I had an idea for one more thing to look at in the #c4l13 tweets: instead of seeing who retweeted whom, how about who mentioned whom?
To do this I use a little Ruby script to make my life simpler. I could have done this all in R, but it was starting to get messy (I'm no R expert) and I could see right away how to do it in Ruby, so I did it that way.
In that big CSV file we downloaded of all the tweets, there's one column called entities_str
that is a chunk of JSON that holds what we want. Twitter has parsed each tweet and figured out some things about it, including who is mentioned in the tweet. This means we don't have to do any pattern matching, but we do need to parse some JSON. That's why I used Ruby.
#!/usr/bin/env ruby
require 'csv'
require 'rubygems'
require 'json'
archive = "Downloads/Collect %23c4l13 Tweets - Archive.csv"
# Thanks http://stackoverflow.com/questions/3717464/ruby-parse-csv-file-with-header-fields=as-attributes-for-each-row
puts "tweeter,mentioned"
CSV.foreach(archive, {:headers => true, :header_converters => :symbol}) do |row|
# (Those header directives make it easier to reference elements in each row.)
# row[:from_user] is the person who tweeted.
# To find out who they mention, we can use information supplied by Twitter.

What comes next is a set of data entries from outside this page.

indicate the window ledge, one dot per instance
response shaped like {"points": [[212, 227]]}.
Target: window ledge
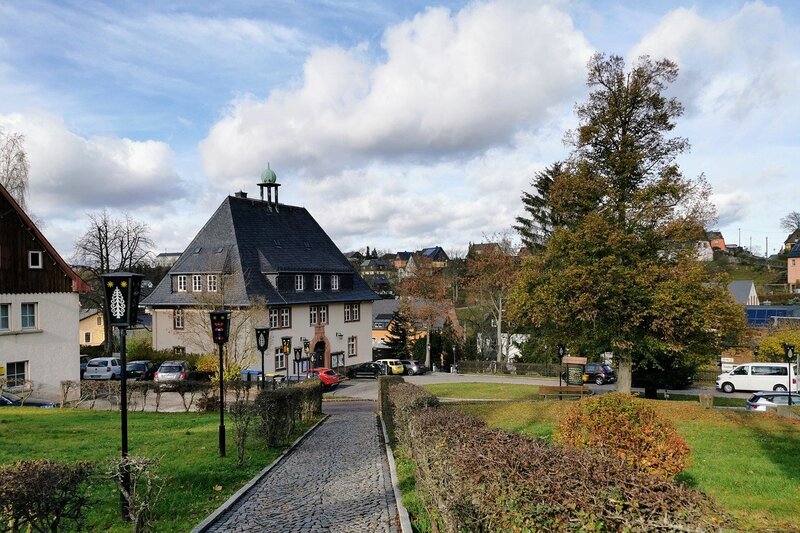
{"points": [[20, 331]]}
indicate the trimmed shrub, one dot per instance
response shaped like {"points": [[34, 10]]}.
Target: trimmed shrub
{"points": [[474, 478], [43, 496], [281, 409], [622, 426]]}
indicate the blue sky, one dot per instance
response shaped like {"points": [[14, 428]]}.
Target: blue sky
{"points": [[398, 124]]}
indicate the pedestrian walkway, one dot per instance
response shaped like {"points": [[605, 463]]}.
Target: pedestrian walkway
{"points": [[337, 479]]}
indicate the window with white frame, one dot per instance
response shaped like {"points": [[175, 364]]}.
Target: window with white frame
{"points": [[16, 373], [352, 346], [28, 316], [352, 312], [5, 317], [34, 259], [177, 318], [280, 359], [280, 317]]}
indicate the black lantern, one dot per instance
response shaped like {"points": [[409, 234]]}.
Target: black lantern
{"points": [[122, 298], [220, 325], [262, 343], [121, 290]]}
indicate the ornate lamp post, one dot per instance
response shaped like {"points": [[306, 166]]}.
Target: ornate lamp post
{"points": [[220, 326], [286, 347], [262, 342], [298, 359], [788, 350], [121, 311]]}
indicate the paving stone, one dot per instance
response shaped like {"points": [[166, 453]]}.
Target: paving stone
{"points": [[335, 480]]}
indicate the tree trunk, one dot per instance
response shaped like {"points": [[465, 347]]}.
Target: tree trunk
{"points": [[624, 375]]}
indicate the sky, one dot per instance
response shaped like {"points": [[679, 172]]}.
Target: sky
{"points": [[398, 125]]}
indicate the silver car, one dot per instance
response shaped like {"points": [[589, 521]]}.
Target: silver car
{"points": [[103, 368], [172, 371]]}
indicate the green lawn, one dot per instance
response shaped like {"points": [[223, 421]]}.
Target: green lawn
{"points": [[185, 443], [485, 391], [748, 462]]}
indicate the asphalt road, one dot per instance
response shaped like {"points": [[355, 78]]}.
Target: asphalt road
{"points": [[367, 389]]}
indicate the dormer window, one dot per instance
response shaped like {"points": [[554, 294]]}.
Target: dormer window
{"points": [[35, 259]]}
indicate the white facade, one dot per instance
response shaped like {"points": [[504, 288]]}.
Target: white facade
{"points": [[47, 353], [337, 334]]}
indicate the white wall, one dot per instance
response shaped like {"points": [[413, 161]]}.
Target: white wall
{"points": [[165, 337], [52, 350]]}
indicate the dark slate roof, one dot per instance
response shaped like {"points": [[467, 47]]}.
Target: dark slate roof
{"points": [[251, 239]]}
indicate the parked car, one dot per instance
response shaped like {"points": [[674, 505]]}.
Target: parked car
{"points": [[8, 399], [330, 379], [171, 371], [760, 400], [759, 377], [394, 365], [103, 368], [84, 362], [412, 367], [366, 370], [140, 370], [598, 373]]}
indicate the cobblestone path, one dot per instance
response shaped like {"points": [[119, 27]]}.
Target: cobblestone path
{"points": [[336, 480]]}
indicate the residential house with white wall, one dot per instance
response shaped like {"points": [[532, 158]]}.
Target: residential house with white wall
{"points": [[38, 306], [271, 264]]}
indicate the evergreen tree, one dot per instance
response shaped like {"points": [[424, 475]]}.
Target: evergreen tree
{"points": [[400, 331], [535, 228]]}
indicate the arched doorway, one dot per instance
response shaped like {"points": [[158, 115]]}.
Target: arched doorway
{"points": [[318, 355]]}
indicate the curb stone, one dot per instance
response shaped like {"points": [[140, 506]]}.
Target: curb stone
{"points": [[405, 521], [239, 494]]}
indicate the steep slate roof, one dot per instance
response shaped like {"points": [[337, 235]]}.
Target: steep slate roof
{"points": [[740, 290], [251, 240]]}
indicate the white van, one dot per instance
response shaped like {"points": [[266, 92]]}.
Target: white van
{"points": [[759, 377]]}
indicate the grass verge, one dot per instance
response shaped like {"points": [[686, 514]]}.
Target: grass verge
{"points": [[196, 479]]}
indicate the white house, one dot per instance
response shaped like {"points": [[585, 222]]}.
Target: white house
{"points": [[39, 306], [272, 265]]}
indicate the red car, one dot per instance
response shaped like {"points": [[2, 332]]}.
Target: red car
{"points": [[330, 379]]}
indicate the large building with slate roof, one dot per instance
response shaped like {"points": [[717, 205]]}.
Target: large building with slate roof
{"points": [[272, 264]]}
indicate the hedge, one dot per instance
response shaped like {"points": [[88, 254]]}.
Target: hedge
{"points": [[474, 478]]}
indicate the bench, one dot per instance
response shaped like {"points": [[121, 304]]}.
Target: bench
{"points": [[565, 392]]}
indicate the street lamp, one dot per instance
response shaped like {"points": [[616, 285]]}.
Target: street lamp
{"points": [[298, 359], [788, 350], [121, 290], [220, 326], [262, 342]]}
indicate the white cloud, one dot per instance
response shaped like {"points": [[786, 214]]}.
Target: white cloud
{"points": [[69, 172], [446, 84], [731, 66]]}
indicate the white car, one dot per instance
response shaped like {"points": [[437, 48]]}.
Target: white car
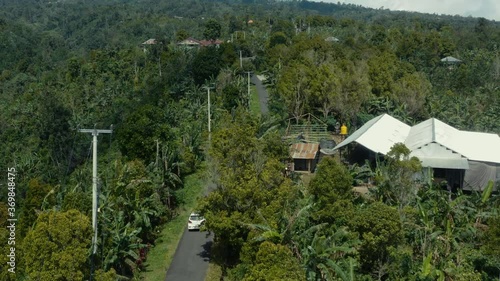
{"points": [[195, 221]]}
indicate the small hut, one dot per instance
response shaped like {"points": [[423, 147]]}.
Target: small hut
{"points": [[305, 156]]}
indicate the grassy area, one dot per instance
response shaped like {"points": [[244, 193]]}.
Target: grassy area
{"points": [[214, 272], [160, 257], [254, 101]]}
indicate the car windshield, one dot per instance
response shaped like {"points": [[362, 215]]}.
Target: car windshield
{"points": [[196, 217]]}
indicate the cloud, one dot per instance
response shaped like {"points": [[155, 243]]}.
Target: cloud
{"points": [[489, 9]]}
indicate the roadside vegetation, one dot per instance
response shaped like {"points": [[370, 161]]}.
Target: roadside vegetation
{"points": [[70, 65]]}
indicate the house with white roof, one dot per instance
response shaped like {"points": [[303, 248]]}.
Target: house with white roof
{"points": [[464, 159]]}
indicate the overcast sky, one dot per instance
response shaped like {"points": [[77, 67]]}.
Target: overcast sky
{"points": [[489, 9]]}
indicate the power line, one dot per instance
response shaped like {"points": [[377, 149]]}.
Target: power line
{"points": [[95, 133]]}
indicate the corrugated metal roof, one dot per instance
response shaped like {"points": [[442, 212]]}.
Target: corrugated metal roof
{"points": [[304, 150], [149, 42], [379, 134], [450, 59], [432, 140], [437, 156]]}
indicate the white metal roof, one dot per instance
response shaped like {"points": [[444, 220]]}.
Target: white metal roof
{"points": [[437, 156], [450, 59], [436, 143], [379, 134]]}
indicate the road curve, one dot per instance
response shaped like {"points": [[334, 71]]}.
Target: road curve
{"points": [[191, 258]]}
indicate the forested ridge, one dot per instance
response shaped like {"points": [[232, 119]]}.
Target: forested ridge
{"points": [[69, 65]]}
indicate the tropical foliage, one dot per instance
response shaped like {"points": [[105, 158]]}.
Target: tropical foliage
{"points": [[70, 65]]}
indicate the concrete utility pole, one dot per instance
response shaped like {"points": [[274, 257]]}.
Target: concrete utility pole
{"points": [[95, 133], [208, 108], [248, 72]]}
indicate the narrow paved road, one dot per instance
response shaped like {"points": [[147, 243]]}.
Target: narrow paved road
{"points": [[191, 258], [262, 92], [190, 262]]}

# row[:entities_str] is a chunk of JSON. It has an object called "user_mentions" which is an array of objects
# like this:
# {"id"=>18366992, "name"=>"Jason Ronallo", "indices"=>[83, 91], "screen_name"=>"ronallo", "id_str"=>"18366992"}
# So all we need to do is loop through that and pick out out screen_name
JSON.parse(row[:entities_str])["user_mentions"].each do |mention|
puts "#{row[:from_user]},#{mention["screen_name"]}"
end
end
I saved this as mentioned.rb
and then ran this at the command line:
$ ruby mentioned.rb > tweets-mentioned.csv
$ head -5 tweets-mentioned.csv
tweeter,mentioned
anarchivist,mariatsciarrino
anarchivist,eosadler
tararobertson,ronallo
saverkamp,benwbrum
Perfect. Now let's get this into R and use geom_tile
again. We'll read it into a data frame and then use count
to see who's mentioned who how much:
> library(ggplot2)
> library(plyr)
> mentioned.csv <- read.csv("tweets-mentioned.csv")
> head(count(mentioned.csv, c("tweeter", "mentioned")))
tweeter mentioned freq
1 3windmills yo_bj 1
2 aaroncollie kayiwa 1
3 aaronisbrewing tararobertson 1
4 abedejesus tararobertson 1
5 abugseye bretdavidson 1
6 abugseye cazzerson 1
That's just the first few mentions, but we've got what we want. Now let's make a big huge chart.
> ggplot(count(mentioned.csv, c("tweeter", "mentioned")), aes(x=tweeter, y=mentioned))
+ geom_tile(aes(fill=freq))
+ scale_fill_gradient(low="brown", high="yellow")
+ theme(axis.text = element_text(size=4), axis.text.x = element_text(angle=90))
+ xlab("Who mentioned someone") + ylab("Who was mentioned")
+ labs(title="People who mentioned other people (using the #c4l13 hastag)")
That's got an awful lot going on, but we can can see some strong horizontal lines (showing people who were mentioned a lot, especially chief conference organize Francis Kayiwa @kayiwa) and some strong vertical lines (showing people who mentioned many other people). To simplify it a lot, let's subset the frequency table to include only people who mentioned other people at least twice.
> ggplot(subset(count(mentioned.csv, c("tweeter", "mentioned")), freq > 2), aes(x=tweeter, y=mentioned))
+ geom_tile(aes(fill=freq)) + scale_fill_gradient(low="brown", high="yellow")
+ theme(axis.text = element_text(size=8), axis.text.x = element_text(angle=90))
+ xlab("Who mentioned someone") + ylab("Who was mentioned")
+ labs(title="People who mentioned other people more than twice (using the #c4l13 hash tag")
Now it's easier to see that kayiwa was mentioned by a lot of people, and going vertically, among others TheStacksCat mentioned a lot of different people, especially yo_bj.
And now I think I've exhausted my interest in this. Time to look at something else!